The operation of the target pilot pressure of the target pilot pressure calculation unit 145a in the semi-automatic mode will be described with reference to FIG. FIG. 11 is a characteristic diagram for explaining an operation example of semi-automatic control of the control unit constituting one embodiment of the construction machine of the present invention. In FIG. 11, the horizontal axis indicates time, and the vertical axis indicates (a) boom raising lever operation amount (automatic), (b) boom cylinder raising target pilot pressure (automatic), and (c) arm lever operation amount (manual). ) And (d) respectively show arm cylinder target pilot pressure (manual).

FIG. 11 illustrates an example of an operation in the case of horizontal pulling in the semi-automatic control mode. As shown in (a), since the boom 17 is left to automatic control, the lever operation amount remains zero. The lever operation amount of the arm 18 is manually set to a constant value as shown in (C), and the arm target pilot pressure is also set to a constant value as shown in (d).

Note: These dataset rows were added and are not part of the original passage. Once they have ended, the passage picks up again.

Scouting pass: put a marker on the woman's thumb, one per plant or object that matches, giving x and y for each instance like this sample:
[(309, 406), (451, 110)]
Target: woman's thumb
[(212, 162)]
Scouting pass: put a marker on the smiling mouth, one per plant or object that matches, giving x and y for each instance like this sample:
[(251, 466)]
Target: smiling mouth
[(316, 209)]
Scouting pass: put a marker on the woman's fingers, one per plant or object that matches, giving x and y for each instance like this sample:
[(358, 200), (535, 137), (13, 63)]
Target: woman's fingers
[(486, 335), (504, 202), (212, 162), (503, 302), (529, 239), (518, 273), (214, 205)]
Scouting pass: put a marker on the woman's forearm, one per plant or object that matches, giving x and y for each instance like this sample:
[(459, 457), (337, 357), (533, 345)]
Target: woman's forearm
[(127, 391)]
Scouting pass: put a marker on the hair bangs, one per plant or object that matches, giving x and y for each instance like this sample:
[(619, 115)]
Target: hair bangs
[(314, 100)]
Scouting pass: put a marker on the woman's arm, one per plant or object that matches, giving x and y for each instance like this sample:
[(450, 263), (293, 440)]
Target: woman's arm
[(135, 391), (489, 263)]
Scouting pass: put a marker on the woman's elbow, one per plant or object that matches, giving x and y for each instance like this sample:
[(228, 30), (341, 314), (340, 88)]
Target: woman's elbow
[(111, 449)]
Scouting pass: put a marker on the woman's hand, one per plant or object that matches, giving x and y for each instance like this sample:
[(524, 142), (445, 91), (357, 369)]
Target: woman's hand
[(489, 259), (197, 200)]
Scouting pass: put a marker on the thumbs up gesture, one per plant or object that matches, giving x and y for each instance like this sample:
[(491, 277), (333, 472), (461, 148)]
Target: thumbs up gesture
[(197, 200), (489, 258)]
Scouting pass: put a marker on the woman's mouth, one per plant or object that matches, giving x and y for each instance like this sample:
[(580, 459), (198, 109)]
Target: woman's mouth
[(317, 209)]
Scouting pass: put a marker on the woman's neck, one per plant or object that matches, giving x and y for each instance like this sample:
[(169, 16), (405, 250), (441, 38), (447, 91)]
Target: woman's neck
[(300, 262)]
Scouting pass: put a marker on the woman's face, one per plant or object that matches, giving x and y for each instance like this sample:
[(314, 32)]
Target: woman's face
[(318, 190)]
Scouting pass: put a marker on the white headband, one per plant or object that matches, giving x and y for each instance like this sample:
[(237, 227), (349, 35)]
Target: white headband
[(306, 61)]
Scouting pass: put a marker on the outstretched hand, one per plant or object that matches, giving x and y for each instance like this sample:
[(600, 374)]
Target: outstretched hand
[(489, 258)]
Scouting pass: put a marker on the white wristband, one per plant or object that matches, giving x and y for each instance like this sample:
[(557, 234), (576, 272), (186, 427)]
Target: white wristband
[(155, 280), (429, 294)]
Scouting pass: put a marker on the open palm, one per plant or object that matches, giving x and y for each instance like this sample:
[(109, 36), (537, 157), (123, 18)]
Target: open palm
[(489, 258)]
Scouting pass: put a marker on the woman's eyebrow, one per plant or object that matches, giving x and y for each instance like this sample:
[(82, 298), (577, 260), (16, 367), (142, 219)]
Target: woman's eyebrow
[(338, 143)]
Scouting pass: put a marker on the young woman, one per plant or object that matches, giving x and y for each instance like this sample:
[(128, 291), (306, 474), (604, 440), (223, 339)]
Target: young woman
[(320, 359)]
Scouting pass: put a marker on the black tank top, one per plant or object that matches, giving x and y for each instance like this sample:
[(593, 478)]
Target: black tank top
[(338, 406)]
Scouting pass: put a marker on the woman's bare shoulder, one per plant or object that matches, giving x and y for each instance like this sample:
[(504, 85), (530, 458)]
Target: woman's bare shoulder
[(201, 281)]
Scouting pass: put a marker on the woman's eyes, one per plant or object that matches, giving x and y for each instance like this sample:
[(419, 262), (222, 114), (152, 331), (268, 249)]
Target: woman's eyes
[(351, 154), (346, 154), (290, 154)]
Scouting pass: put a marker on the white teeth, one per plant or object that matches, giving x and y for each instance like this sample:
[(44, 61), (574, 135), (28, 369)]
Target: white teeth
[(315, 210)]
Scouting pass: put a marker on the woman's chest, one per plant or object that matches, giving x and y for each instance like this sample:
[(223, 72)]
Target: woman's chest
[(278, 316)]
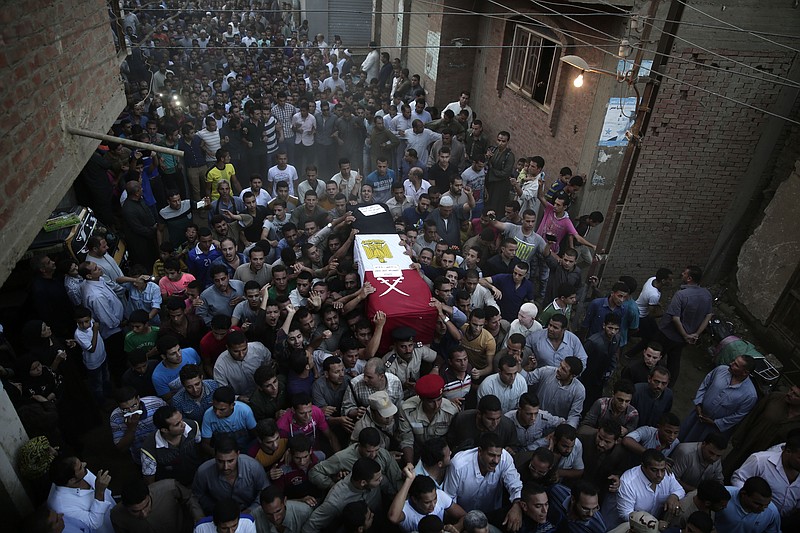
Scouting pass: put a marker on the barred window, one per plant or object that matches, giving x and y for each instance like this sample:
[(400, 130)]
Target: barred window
[(532, 65)]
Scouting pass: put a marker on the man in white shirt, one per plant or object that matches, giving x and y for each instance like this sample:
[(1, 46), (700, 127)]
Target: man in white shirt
[(558, 390), (649, 488), (283, 171), (476, 477), (419, 138), (263, 198), (236, 365), (461, 104), (371, 65), (78, 494), (507, 384), (417, 498), (650, 309), (780, 467)]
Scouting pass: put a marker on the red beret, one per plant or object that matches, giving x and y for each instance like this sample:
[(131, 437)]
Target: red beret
[(430, 387)]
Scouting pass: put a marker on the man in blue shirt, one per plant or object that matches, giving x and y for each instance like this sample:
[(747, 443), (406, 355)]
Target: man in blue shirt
[(166, 378), (381, 180), (201, 256), (579, 509), (750, 509), (600, 307), (510, 290), (226, 415)]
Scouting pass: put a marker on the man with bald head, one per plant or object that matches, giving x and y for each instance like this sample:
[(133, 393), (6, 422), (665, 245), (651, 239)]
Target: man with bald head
[(140, 226)]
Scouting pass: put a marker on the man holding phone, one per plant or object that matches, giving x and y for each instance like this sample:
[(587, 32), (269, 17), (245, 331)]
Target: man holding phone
[(554, 227)]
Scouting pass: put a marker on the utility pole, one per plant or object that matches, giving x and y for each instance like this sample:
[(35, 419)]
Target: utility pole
[(644, 112)]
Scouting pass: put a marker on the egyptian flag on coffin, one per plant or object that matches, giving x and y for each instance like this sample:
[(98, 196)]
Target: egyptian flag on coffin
[(400, 291)]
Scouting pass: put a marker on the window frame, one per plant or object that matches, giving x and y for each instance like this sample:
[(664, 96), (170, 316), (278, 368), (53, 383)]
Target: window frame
[(520, 77)]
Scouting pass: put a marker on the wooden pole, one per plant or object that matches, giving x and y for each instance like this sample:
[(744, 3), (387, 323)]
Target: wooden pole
[(126, 142)]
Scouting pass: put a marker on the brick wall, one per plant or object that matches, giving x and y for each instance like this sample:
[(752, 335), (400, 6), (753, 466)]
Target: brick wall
[(59, 68), (692, 162), (557, 134)]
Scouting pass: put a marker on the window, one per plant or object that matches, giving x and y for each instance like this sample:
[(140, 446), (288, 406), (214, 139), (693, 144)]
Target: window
[(531, 66)]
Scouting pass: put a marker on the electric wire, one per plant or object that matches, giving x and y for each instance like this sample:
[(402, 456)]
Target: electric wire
[(703, 89), (737, 28)]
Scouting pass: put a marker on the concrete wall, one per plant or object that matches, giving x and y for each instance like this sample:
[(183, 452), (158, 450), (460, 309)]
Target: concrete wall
[(770, 256), (705, 160), (59, 68)]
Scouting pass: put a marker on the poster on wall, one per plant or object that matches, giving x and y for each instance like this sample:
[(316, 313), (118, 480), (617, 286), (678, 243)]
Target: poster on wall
[(620, 115), (432, 54)]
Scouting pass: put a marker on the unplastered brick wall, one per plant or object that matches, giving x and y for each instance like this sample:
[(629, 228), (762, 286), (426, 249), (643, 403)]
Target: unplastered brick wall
[(556, 134), (693, 161), (59, 67)]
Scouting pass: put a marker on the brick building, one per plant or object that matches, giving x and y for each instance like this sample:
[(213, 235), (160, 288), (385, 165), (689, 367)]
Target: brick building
[(60, 68), (708, 168)]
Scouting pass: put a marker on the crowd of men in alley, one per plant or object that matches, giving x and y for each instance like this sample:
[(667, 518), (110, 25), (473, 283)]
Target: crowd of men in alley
[(253, 391)]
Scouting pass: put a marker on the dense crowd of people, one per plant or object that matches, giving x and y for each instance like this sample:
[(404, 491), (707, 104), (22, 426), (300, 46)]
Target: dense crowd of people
[(247, 380)]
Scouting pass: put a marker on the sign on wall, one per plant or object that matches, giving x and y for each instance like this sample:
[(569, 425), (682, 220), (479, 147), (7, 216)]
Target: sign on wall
[(620, 115), (432, 54)]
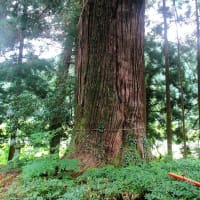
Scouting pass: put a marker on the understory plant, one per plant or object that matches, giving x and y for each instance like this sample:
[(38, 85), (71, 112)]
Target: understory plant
[(146, 181)]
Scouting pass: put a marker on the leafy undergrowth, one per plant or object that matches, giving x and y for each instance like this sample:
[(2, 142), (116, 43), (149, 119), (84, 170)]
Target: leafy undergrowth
[(149, 181), (6, 179)]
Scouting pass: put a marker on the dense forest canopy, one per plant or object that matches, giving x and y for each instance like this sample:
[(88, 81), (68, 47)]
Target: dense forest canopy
[(97, 83)]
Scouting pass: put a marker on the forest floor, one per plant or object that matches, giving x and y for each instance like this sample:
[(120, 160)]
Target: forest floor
[(6, 179)]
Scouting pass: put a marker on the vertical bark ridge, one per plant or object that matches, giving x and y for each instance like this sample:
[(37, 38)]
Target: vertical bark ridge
[(111, 98)]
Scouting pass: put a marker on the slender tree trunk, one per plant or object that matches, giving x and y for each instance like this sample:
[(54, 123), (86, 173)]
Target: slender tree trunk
[(11, 152), (167, 82), (56, 122), (110, 111), (180, 72), (198, 61)]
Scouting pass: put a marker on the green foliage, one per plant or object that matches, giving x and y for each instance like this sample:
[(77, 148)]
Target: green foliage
[(49, 166), (147, 181), (40, 189)]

In this state, at time t1, since the toe of the bucket 19 is likely to exceed the construction target surface, automatic control is applied, and the boom raising target pilot pressure is increased and the boom raising operation is performed as shown in (b). The By assisting the operator's operation in this manner, the toe of the bucket 19 is prevented from exceeding the construction target surface. After the time t1, the increase in the boom raising target pilot pressure is stopped at the time t2 when the distance between the target surface and the toe of the bucket becomes a predetermined length or longer. After that, the boom raising operation is lowered gradually. Note that the distance between the target surface and the tip of the bucket 19 is calculated based on signals from posture sensors (not shown) provided on the boom 17, the arm 18, and the bucket 19 and construction target surface information from the target surface generation unit 146a.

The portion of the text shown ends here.